Avant d’arriver dans la ville du vice, il avait joué 74 matchs dans la LNH en 7 ans. Il a eu sa chance l’an dernier et a gagné la coupe.

-Alors âgé de 32 ans, Darcy Kuemper avait été un gardien partant une seule année en 12 ans dans le hockey professionnel lorsqu’il est débarqué avec l’Avalanche. Lui aussi avait pu visiter les États-Unis de fond en comble depuis 2009: Houston, Ontario (Californie), Orlando, Minnesota, Des Moines, Los Angeles, Glendale et Tucson.

Kuemper a soulevé la coupe Stanley avec l’Avalanche.

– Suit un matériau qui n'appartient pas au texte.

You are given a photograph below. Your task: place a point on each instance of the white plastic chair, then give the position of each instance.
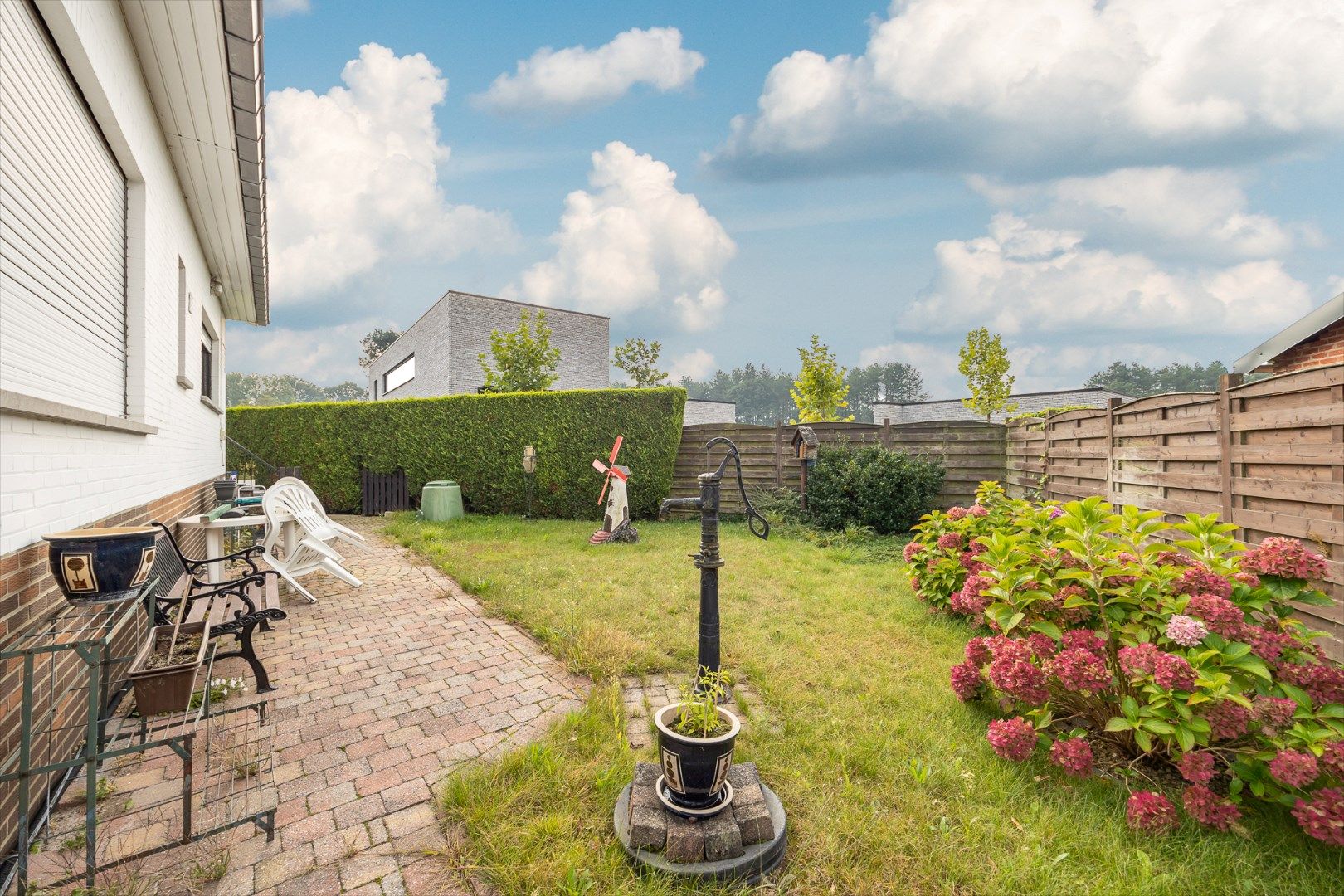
(308, 550)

-Jamais repêché et solide dans la ligue finlandaise, Antti Niemi a signé un contrat avec les Blackhawks en 2008 pour ajouter un peu de profondeur derrière Nikolai Khabibulin et Cristobal Huet.

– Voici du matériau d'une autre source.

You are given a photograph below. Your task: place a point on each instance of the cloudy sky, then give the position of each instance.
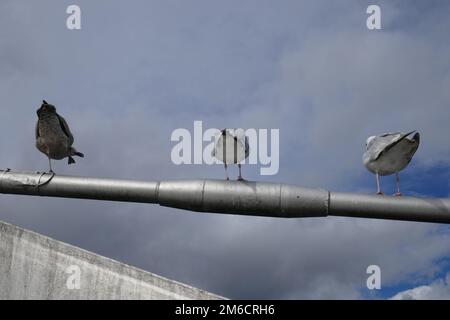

Correct sans plus dans la Ligue américaine, il est appelé en renfort dans la LNH où il n’épate personne. L’année suivante, Khabibulin part. Huet prend la pôle. Mais Niemi se met soudainement à être meilleur. Et c’est lui qui sera le gardien numéro un pour la conquête de la Coupe Stanley des Blackhawks la même année.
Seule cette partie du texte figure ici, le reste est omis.